A US Studies Centre poll revealed a generational divide in how Australians view their country’s closest ally, the US. Young Australians hold a less rosy view of US behaviour in Asia than older Australians, with fewer than a quarter of those aged 18-34 agreeing the US plays a helpful role in the region. They are also less likely to believe the US alliance makes Australia safer, and only a third of those aged 18-34 think the AUKUS pact is a good idea for Australia.
Support for the “unbreakable alliance” among young Australians is splintering due to the strategic needs of the growing competition between the US and China. Australian officials aim to deter regional aggression and respond to Beijing’s assertiveness, but young Australians aged 18–34 believe their country should prioritize fighting climate change over competing with China.
A polling found that 57% of young Australians think their country should prioritize fighting climate change over competing with China. This is unsurprising, as young people have grown up in a time when unprecedented climatic events are the new norm and appear a much greater and more immediate threat than Beijing’s geostrategic ambitions. To ensure the Australia-US alliance endures, leaders must embrace the challenge of climate change with the same urgency as they have responded to China’s challenge to the regional order. Albanese and Biden emphasized climate as a crucial aspect of the Australia-US relationship, combining decades of defense and economic cooperation as the “third pillar.”
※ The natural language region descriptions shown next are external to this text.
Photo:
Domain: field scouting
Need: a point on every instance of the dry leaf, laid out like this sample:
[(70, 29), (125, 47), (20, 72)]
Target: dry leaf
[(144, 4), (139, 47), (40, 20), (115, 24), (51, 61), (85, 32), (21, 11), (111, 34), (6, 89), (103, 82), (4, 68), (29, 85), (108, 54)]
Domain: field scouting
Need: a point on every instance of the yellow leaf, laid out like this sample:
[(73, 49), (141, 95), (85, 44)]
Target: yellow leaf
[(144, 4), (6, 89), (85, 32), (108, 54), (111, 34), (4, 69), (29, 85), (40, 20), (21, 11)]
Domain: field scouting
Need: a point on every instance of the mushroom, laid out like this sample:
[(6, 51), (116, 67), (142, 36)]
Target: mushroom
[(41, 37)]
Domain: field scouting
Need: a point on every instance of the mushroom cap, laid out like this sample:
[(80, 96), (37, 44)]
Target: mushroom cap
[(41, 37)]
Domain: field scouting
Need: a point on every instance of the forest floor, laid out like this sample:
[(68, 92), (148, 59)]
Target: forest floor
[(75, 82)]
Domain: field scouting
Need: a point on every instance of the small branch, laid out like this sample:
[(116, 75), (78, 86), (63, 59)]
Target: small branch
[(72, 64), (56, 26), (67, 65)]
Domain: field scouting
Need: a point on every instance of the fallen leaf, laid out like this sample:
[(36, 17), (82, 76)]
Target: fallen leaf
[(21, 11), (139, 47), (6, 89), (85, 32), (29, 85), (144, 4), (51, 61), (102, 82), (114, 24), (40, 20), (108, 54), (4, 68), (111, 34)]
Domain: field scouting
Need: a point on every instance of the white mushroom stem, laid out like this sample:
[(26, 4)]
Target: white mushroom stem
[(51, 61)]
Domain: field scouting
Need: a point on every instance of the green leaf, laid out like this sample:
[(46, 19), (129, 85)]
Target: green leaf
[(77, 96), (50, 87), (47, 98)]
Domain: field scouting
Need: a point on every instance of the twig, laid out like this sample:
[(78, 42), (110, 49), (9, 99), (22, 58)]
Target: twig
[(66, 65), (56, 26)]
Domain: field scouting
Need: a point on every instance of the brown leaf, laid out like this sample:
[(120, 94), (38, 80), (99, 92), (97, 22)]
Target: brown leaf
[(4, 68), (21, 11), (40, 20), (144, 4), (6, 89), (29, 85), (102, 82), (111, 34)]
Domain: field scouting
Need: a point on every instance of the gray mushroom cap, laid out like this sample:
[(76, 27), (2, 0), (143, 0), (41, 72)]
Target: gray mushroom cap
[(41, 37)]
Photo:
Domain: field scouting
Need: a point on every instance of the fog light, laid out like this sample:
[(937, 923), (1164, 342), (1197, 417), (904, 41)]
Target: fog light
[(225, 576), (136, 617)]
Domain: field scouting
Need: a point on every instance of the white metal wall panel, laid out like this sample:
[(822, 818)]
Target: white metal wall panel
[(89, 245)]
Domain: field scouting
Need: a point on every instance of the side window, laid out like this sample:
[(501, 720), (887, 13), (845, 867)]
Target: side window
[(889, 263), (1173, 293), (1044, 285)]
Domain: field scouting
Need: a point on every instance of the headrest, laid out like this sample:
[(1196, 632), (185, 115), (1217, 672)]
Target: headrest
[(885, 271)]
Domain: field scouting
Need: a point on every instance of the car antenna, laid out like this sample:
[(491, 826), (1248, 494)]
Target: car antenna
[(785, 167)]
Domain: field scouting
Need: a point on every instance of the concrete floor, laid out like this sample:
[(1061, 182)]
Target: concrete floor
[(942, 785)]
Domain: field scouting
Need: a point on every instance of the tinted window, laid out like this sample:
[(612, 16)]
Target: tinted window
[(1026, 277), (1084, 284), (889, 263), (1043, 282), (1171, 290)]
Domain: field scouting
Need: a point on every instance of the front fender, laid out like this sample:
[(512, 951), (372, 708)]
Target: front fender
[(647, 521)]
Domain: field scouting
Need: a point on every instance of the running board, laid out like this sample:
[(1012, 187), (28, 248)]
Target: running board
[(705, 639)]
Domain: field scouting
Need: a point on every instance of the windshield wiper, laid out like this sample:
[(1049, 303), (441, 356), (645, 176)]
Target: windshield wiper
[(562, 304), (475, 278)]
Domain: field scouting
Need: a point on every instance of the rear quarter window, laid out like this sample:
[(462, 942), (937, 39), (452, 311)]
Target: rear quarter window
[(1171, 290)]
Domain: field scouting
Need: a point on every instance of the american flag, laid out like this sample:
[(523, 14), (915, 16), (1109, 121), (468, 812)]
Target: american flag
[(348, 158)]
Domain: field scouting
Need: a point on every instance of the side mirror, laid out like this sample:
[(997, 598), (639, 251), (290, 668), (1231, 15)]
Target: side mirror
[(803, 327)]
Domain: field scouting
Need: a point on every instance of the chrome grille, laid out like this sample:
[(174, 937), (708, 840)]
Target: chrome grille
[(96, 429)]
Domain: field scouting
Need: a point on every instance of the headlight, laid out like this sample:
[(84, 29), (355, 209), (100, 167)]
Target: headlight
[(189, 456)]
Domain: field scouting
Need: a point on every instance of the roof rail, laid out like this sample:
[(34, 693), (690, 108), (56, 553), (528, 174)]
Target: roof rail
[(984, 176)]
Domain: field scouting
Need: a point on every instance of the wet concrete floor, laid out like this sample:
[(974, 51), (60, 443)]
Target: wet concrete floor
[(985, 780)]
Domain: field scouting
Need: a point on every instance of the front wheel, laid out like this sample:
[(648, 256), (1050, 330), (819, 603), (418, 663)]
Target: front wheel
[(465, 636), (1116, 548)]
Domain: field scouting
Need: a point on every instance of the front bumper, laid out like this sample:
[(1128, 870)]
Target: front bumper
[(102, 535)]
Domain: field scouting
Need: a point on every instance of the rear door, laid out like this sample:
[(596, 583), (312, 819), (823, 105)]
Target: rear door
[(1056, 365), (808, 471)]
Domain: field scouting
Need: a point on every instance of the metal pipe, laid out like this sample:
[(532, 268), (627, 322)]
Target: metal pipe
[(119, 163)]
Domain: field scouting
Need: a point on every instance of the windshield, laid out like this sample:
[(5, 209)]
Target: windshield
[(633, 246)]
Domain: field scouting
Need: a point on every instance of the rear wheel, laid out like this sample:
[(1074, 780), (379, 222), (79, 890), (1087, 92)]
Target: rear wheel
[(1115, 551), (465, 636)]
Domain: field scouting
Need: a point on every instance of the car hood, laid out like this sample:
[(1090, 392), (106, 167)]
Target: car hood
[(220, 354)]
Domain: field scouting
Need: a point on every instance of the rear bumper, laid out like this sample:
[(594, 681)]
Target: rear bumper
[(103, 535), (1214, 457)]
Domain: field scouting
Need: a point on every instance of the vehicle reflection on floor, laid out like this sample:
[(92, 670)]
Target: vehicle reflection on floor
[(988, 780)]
Australia’s commitment to climate action, particularly with its Pacific neighbours, is crucial. Australia’s joint bid to host COP31 and re-joining the UN-backed Green Climate Fund will demonstrate its commitment to climate action. With China’s Belt and Road Initiative tenth anniversary, there is growing pressure to deliver climate initiatives and infrastructure in the Pacific. This presents an opportunity to offer a values-based alternative to Beijing’s infrastructure deals. Albanese’s state visit is one positive step towards translating the compact’s ambitions into concrete action. Both Albanese and Biden must ensure climate remains firmly on the agenda, as young people’s support depends on it.